Here is my /etc/config/network:

config interface 'loopback'
	option ifname 'lo'
	option proto 'static'
	option ipaddr '127.0.0.1'
	option netmask '255.0.0.0'

config globals 'globals'
	option ula_prefix 'fdd2:cb24:2890::/48'

config interface 'lan'
	option type 'bridge'
	option ifname 'eth0'
	option proto 'static'
	option netmask '255.255.255.0'
	option ip6assign '60'
	option ipaddr '192.168.2.1'

config interface 'wan'
	option proto 'dhcp'
	option hostname '*'

config interface 'wan6'
	option proto 'dhcpv6'
	option reqaddress 'try'
	option reqprefix 'auto'

config switch
	option name 'switch0'
	option reset '1'
	option enable_vlan '1'

config switch_vlan
	option device 'switch0'
	option vlan '1'
	option ports '1 2 3 4 0'

And /etc/config/wireless: (wifinet3 is the relevant wifi-iface)
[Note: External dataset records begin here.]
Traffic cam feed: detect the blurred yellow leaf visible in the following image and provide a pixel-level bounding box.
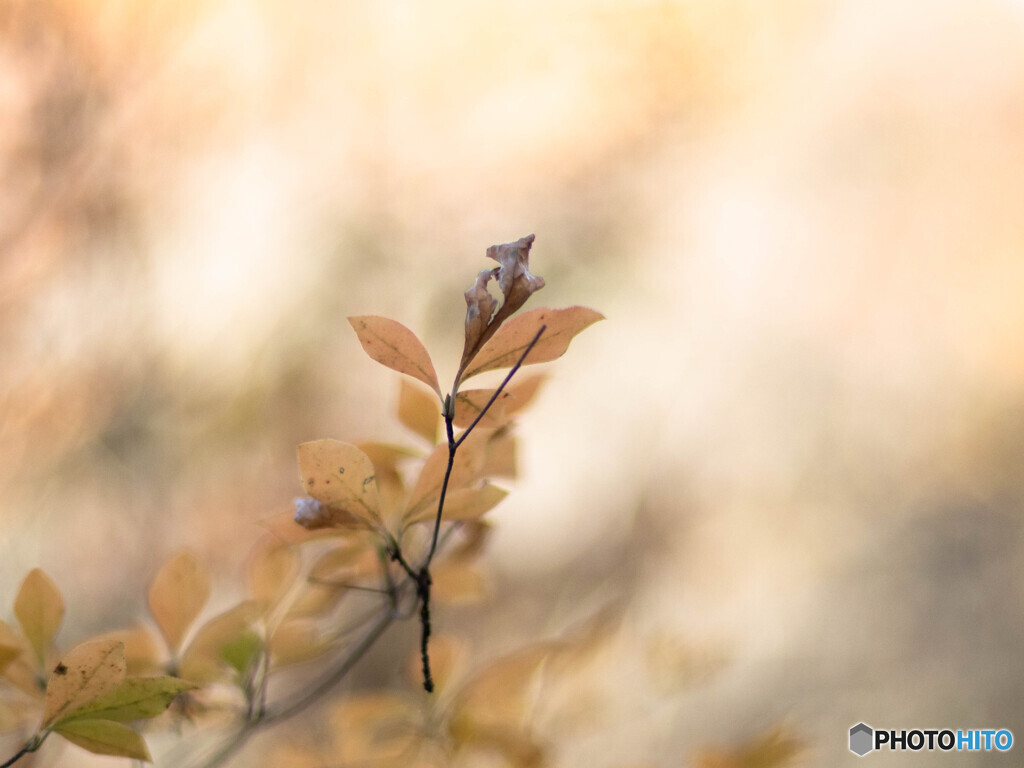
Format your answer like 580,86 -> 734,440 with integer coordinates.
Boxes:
430,560 -> 488,606
150,552 -> 210,654
248,538 -> 299,608
299,439 -> 381,524
406,635 -> 468,700
348,315 -> 441,397
453,389 -> 512,429
406,482 -> 509,525
331,692 -> 424,766
53,720 -> 153,763
14,568 -> 65,668
267,617 -> 327,668
180,600 -> 260,683
452,641 -> 563,734
96,625 -> 163,675
42,640 -> 128,728
0,622 -> 29,673
461,306 -> 604,380
398,379 -> 441,445
505,374 -> 548,416
60,676 -> 196,723
404,429 -> 490,520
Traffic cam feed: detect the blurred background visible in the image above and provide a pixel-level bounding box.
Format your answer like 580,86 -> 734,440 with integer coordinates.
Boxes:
0,0 -> 1024,768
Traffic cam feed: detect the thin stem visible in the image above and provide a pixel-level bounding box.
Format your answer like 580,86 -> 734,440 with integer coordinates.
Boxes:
458,326 -> 548,450
0,741 -> 35,768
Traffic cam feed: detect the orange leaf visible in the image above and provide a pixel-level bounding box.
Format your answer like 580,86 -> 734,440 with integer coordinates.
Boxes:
299,439 -> 381,524
14,568 -> 65,665
406,482 -> 509,525
453,389 -> 512,429
150,552 -> 210,653
348,314 -> 441,397
42,640 -> 128,728
460,306 -> 604,381
398,379 -> 441,445
404,429 -> 489,519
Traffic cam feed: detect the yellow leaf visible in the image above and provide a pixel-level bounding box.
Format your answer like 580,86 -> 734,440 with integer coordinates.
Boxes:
453,389 -> 512,429
0,622 -> 29,673
398,379 -> 441,445
180,600 -> 260,683
14,568 -> 65,668
453,642 -> 562,730
460,306 -> 604,381
42,640 -> 128,728
299,439 -> 381,524
54,720 -> 153,763
406,482 -> 509,524
348,314 -> 441,397
150,552 -> 210,654
248,538 -> 299,608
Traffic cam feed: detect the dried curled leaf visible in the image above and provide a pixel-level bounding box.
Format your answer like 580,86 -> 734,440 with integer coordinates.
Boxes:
14,568 -> 65,667
403,429 -> 490,520
53,720 -> 153,763
348,314 -> 441,397
299,439 -> 381,525
150,552 -> 210,653
42,640 -> 128,728
456,234 -> 544,382
460,306 -> 604,380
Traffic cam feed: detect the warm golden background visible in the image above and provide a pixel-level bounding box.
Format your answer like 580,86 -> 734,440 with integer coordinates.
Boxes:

config wifi-device 'radio0'
	option type 'mac80211'
	option hwmode '11a'
	option path 'soc/40000000.pci/pci0000:00/0000:00:00.0/0000:01:00.0'
	option htmode 'VHT80'
	option channel '136'
	option cell_density '0'
	option country 'US'

config wifi-iface 'default_radio0'
	option device 'radio0'
	option network 'lan'
	option mode 'ap'
	option ssid 'XXXXX'
	option key 'XXXXX'
	option encryption 'sae-mixed'
	option ieee80211w '1'

config wifi-device 'radio1'
	option type 'mac80211'
	option hwmode '11g'
	option path 'platform/soc/a000000.wifi'
	option country 'US'
	option cell_density '0'
	option htmode 'HT40'
	option channel 'auto'
	option disabled '1'

config wifi-iface 'default_radio1'
	option device 'radio1'
	option network 'lan'
	option mode 'ap'
	option ssid 'XXXXX'
	option encryption 'psk2'
	option key 'XXXXX'
	option disabled '1'

config wifi-device 'radio2'
	option type 'mac80211'
	option channel '36'
	option hwmode '11a'
	option path 'platform/soc/a800000.wifi'
	option htmode 'VHT80'
	option disabled '1'

config wifi-iface 'default_radio2'
	option device 'radio2'
	option mode 'ap'
	option ssid 'OpenWrt'
	option encryption 'none'

config wifi-iface 'wifinet3'
	option device 'radio1'
	option mode 'sta'
	option ssid 'XXXXX'
	option encryption 'wpa2'
	option identity 'XXXXX'
	option eap_type 'peap'
	option auth 'EAP-MSCHAPV2'
	option password 'XXXXX'
	option anonymous_identity 'XXXXX'
	list altsubject_match 'DNS:XXXXX'
	list altsubject_match 'DNS:XXXXX'
	list altsubject_match 'DNS:XXXXX'
	list altsubject_match 'DNS:XXXXX'
	list altsubject_match 'DNS:XXXXX'
	option bssid 'F0:B2:E5:C3:A0:40'
	option network 'wan wan6'
	option wpa_group_rekey '3600'
	option disassoc_low_ack '0'

Any help or suggestions would be greatly appreciated. Thanks in advance!